Francisco Claudio Alvez

Marques é coordenador do Grupo de Pesquisa Cultura Popular e Tradição Oral: Vertentes, que busca investigar elementos da cultura popular europeia e africana em diferentes manifestações populares brasileiras: na literatura oral/popular, na Literatura de Cordel, nos modos de dizer, na religiosidade popular, nas festas tradicionais, no teatro, na música etc.

Aqui, no Brasil, a literatura de cordel só aportou no século 19. No Rio de Janeiro, havia várias lojas que vendiam cordéis produzidos em Portugal. No entanto, com o surgimento dos jornais, eles desapareceram da então capital federal do Brasil ao mesmo tempo em que ganharam leitores no Nordeste, em especial no interior, onde as comunidades não tinham acesso a livros nem a jornais. “A partir de 1896, as narrativas de cordel portuguesas começaram a ser adaptadas pelos poetas pioneiros do cordel impresso no Nordeste. Entre eles, José Galdino da Silva Duda, Leandro Gomes de Barros, João Martins de Ataíde e Francisco das Chagas Batista”, diz Marques. “Histórias do romanceiro ibérico, em prosa ou verso, passaram a ser divulgadas entre o sertão e as capitais nordestinas no formato de folhetos impressos em sextilhas e décimas, sendo que a prosa não prosperou entre os nordestinos”. Entre os sucessos, estão os folhetos João da Cruz, Imperatriz Porcina, Donzela Teodora, Pedro Malasartes, Pedro Cem, Carlos Magno, Roberto do Diabo.

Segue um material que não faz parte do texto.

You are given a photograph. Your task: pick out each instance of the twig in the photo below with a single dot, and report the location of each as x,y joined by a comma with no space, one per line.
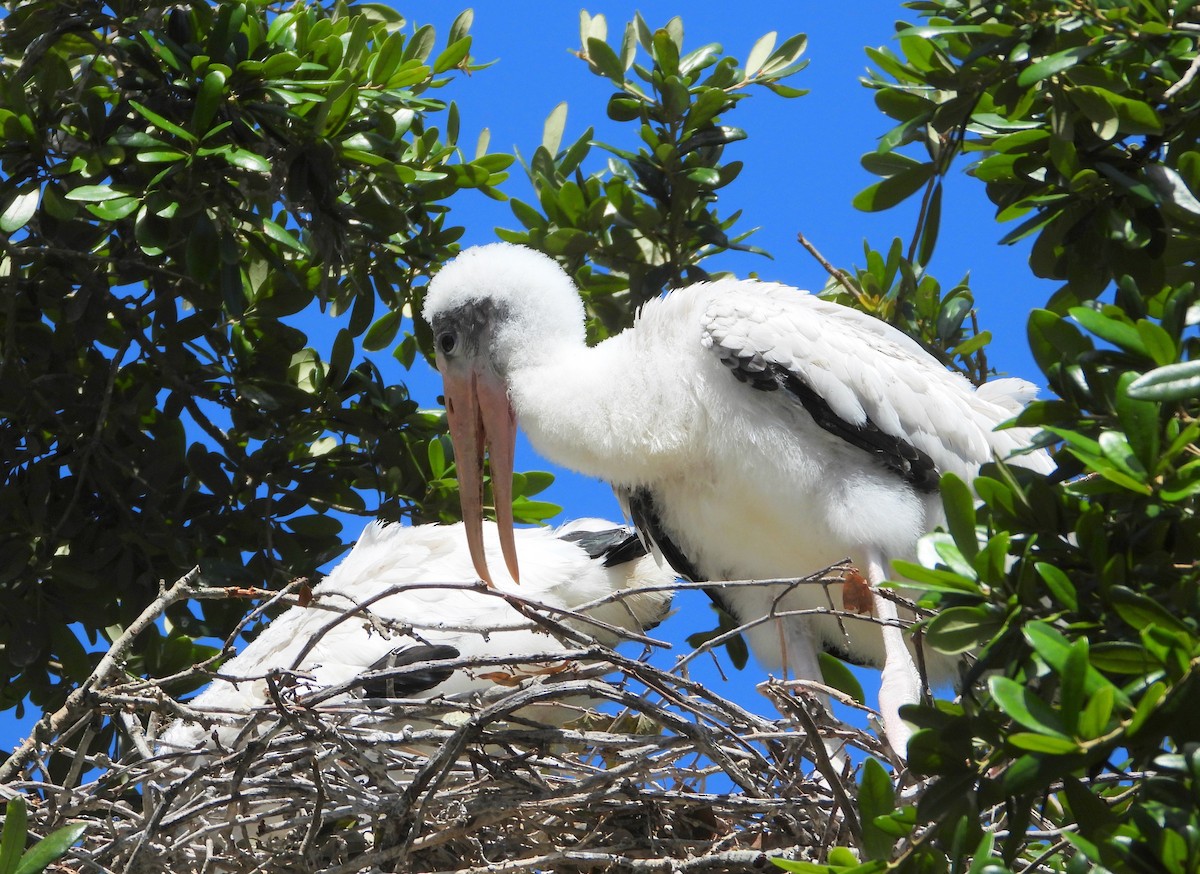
78,702
840,275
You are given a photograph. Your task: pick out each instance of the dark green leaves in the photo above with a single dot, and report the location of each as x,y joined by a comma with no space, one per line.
13,856
649,216
180,183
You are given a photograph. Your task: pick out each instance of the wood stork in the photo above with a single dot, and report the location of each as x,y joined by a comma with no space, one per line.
754,431
567,568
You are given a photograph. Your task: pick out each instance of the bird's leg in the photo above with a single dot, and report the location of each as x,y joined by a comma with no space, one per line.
900,683
808,666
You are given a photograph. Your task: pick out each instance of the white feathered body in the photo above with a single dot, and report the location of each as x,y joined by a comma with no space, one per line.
328,650
747,482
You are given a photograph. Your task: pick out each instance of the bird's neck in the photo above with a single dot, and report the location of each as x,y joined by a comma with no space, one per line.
592,409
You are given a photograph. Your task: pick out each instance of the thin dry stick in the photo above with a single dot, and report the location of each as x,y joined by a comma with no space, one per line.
78,701
838,274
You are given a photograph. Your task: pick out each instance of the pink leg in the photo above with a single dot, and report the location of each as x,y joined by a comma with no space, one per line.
900,683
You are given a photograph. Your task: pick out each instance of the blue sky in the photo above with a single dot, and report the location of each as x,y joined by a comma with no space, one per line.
802,169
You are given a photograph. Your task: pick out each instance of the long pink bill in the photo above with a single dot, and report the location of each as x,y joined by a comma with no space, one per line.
481,421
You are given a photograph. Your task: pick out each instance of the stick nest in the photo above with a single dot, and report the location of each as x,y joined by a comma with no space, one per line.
605,764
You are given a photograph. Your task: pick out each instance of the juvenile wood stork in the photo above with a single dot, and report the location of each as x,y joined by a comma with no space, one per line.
568,568
754,431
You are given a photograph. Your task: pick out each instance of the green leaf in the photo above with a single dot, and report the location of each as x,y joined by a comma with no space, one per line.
208,100
51,848
876,797
552,130
163,124
94,193
960,629
12,840
760,52
1173,382
1038,742
837,675
891,191
1026,708
1059,584
281,235
1054,64
1141,611
383,333
960,515
453,55
606,61
1132,115
1113,327
21,209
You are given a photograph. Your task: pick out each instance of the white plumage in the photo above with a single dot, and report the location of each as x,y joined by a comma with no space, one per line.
754,430
329,650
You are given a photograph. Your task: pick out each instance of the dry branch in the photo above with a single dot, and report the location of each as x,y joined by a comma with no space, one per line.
613,765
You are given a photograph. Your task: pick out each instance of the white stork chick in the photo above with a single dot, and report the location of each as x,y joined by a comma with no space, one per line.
568,568
753,430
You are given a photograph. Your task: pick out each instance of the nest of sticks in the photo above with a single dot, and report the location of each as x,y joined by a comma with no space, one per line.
648,771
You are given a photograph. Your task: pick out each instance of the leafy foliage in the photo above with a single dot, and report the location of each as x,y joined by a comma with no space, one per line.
15,858
1080,593
181,186
1084,119
648,220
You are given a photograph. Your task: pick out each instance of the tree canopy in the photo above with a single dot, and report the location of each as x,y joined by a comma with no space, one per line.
180,181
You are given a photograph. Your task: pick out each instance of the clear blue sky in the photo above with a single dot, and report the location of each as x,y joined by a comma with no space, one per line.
802,169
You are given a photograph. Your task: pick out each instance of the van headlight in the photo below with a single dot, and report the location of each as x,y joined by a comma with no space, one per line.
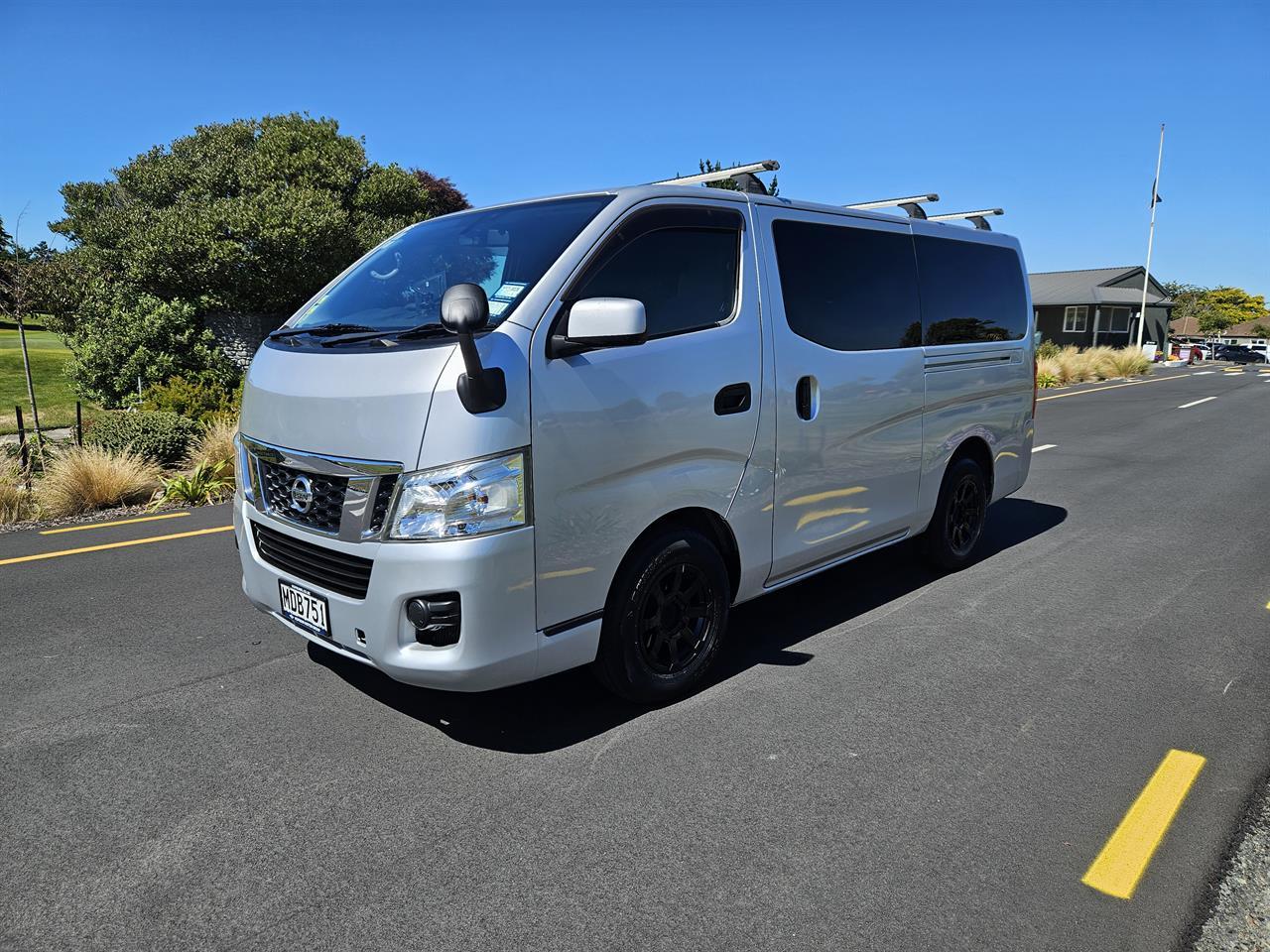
243,470
465,499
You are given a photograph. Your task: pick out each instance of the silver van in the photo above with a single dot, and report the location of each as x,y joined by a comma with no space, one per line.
578,430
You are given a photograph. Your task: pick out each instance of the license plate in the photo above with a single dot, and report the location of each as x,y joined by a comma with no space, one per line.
304,608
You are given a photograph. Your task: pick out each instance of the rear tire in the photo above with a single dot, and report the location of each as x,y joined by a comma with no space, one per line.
959,517
666,616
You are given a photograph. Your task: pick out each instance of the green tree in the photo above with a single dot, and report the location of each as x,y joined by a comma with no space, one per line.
250,216
1218,308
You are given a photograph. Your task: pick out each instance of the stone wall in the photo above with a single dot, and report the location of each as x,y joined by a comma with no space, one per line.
240,334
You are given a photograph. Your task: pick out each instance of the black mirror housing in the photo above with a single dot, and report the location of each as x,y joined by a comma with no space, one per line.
465,311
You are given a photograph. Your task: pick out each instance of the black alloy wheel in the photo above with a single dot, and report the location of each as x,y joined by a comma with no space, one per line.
964,520
959,517
666,617
674,619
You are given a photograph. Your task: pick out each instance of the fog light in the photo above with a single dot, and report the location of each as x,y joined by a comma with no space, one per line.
418,612
436,619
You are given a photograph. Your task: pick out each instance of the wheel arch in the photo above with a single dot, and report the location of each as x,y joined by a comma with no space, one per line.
974,448
705,522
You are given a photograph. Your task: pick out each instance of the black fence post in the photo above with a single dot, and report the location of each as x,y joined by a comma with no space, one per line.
22,443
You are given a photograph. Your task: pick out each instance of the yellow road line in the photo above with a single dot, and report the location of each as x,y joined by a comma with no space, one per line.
1114,386
1116,870
114,544
108,525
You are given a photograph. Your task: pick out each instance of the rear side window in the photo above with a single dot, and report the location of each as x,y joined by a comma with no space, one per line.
683,263
970,293
848,289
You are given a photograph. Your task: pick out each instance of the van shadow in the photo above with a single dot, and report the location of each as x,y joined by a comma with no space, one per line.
567,708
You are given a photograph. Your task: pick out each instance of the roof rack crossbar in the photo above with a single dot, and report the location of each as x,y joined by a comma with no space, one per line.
978,218
721,175
912,204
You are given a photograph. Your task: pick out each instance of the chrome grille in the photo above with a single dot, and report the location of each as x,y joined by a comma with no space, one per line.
327,497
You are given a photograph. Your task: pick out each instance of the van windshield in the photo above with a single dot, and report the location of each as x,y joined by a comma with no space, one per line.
504,250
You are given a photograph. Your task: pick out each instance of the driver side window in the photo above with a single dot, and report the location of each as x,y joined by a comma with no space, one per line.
683,263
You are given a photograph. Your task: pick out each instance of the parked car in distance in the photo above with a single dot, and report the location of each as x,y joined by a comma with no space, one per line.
1237,353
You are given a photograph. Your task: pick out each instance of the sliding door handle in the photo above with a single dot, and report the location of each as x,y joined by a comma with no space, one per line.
807,398
733,399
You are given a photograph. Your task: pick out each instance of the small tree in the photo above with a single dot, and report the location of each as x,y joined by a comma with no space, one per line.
1216,308
16,298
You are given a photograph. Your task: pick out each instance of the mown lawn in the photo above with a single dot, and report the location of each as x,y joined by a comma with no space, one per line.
53,389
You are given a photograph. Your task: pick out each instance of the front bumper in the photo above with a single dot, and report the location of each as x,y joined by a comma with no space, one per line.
498,643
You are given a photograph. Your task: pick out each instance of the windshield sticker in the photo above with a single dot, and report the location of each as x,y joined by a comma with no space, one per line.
509,290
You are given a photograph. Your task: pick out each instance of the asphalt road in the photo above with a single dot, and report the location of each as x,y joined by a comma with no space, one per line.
888,760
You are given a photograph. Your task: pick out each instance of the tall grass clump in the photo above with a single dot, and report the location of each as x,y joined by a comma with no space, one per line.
1071,365
82,479
1128,362
1049,371
214,444
1074,367
16,502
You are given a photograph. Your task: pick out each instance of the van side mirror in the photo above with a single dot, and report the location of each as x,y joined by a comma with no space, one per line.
598,322
465,311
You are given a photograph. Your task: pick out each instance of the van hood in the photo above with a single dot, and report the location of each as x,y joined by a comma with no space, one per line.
357,405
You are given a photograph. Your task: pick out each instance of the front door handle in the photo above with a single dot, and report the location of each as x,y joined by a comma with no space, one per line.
733,399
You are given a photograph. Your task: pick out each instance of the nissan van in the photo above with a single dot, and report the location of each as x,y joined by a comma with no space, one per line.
578,430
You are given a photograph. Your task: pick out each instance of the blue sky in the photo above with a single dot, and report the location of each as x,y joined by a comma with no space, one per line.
1048,109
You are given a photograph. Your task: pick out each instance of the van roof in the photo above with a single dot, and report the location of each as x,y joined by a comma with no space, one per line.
630,194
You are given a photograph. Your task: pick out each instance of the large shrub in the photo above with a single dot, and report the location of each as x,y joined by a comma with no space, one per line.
244,217
202,399
158,435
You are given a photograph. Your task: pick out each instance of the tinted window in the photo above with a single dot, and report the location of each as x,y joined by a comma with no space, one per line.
848,289
681,263
969,291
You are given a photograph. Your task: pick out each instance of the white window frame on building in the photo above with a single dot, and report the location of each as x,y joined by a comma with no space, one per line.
1076,315
1118,326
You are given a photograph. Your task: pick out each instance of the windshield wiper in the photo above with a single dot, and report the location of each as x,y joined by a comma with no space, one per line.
422,330
321,330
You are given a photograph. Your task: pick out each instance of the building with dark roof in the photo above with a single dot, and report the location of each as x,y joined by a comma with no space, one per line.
1097,306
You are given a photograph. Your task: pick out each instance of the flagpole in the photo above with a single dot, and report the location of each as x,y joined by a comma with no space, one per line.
1151,238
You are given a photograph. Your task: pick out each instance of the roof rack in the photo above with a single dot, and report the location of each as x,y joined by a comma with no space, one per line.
912,204
978,218
742,175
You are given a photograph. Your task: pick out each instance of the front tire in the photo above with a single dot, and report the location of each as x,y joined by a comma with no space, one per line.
959,517
665,620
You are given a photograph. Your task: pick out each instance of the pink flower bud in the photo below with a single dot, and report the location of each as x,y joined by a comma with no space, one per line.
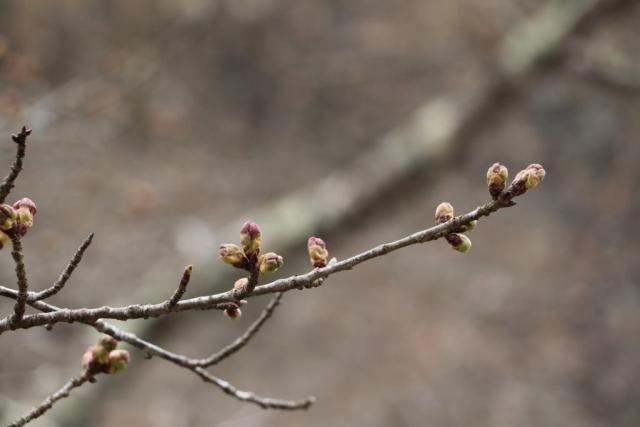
231,254
270,262
4,239
496,179
250,238
26,203
444,212
528,178
318,253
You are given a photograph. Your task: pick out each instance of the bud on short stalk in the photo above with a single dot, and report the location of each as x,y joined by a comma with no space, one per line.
496,179
269,262
444,212
318,254
250,238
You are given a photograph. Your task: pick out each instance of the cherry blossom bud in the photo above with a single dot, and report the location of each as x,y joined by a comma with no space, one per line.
250,238
118,361
233,313
269,262
444,212
26,203
318,253
232,254
496,179
4,239
528,178
8,217
459,242
241,284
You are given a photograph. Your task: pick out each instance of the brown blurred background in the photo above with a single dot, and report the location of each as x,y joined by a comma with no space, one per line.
161,124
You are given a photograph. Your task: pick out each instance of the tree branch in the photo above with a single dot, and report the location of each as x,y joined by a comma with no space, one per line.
309,279
48,403
9,181
66,274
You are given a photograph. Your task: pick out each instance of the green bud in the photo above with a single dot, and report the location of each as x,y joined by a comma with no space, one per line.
231,254
459,242
528,178
118,361
250,238
4,239
318,253
269,262
8,217
496,179
444,212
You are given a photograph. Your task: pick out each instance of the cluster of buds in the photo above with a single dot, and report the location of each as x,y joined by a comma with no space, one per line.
526,179
318,253
16,219
247,257
103,357
457,240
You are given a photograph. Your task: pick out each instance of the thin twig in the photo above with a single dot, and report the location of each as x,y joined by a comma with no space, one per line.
177,359
309,279
243,339
48,403
9,181
66,274
182,288
23,285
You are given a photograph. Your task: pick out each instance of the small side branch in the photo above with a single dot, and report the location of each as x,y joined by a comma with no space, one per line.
66,274
23,284
182,288
247,396
242,340
9,181
51,400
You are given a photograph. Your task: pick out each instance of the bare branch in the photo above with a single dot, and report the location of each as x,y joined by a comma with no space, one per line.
242,340
66,274
9,181
182,288
48,403
23,285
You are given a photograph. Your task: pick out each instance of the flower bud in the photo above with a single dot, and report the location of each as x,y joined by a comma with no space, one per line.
231,254
118,361
496,179
318,253
269,262
87,358
250,238
528,178
8,217
233,313
444,212
26,203
4,239
241,284
459,242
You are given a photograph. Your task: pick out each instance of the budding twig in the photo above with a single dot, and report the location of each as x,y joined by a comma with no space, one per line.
243,339
309,279
48,403
66,273
23,285
8,182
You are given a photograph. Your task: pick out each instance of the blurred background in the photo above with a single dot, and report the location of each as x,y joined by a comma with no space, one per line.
162,125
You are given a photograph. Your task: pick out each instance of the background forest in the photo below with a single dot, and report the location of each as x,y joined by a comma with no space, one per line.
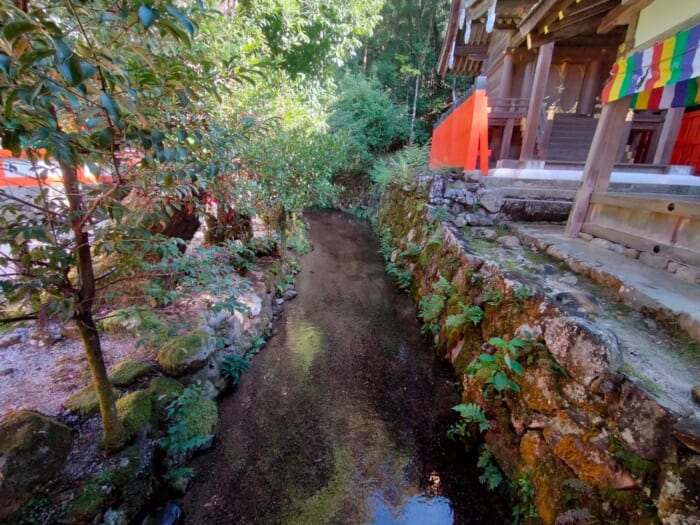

Segundo o professor, a partir do final do século 19, muitas dessas histórias já eram do conhecimento dos cantadores do sertão, que as ajustavam aos acordes de suas violas e rabecas. Eles também cantavam novas narrativas em saraus à luz de lampião. Quando a rádio e a tevê, entre as décadas de 1950 e 1960, se expandiram para todo o País, chegando ao Nordeste, o cordel parecia ameaçado.

“Ocorre que o cordel se reinventou, adotando temas mais universais e de interesse da população brasileira”, analisa Marques. Arievaldo e Klévisson Viana continuaram a tradição de narrar em verso. Mulheres como Dalinha Catunda e Josenir Lacerda também entraram nesse universo antes dominado pelos homens. Jarid Arraes, com os 15 cordéis da coleção Heroínas Negras Brasileiras, e Bráulio Bessa, cearense que canta o sertão, segundo o professor, “com a grandeza de Patativa do Assaré”, são alguns destaques da geração atual.

“Hoje, muitos poetas têm formação acadêmica e continuam com a produção de folhetos a todo vapor. O cordel ganhou o Brasil e despertou o interesse da academia, que passou a encará-lo como uma vertente fértil da literatura brasileira”.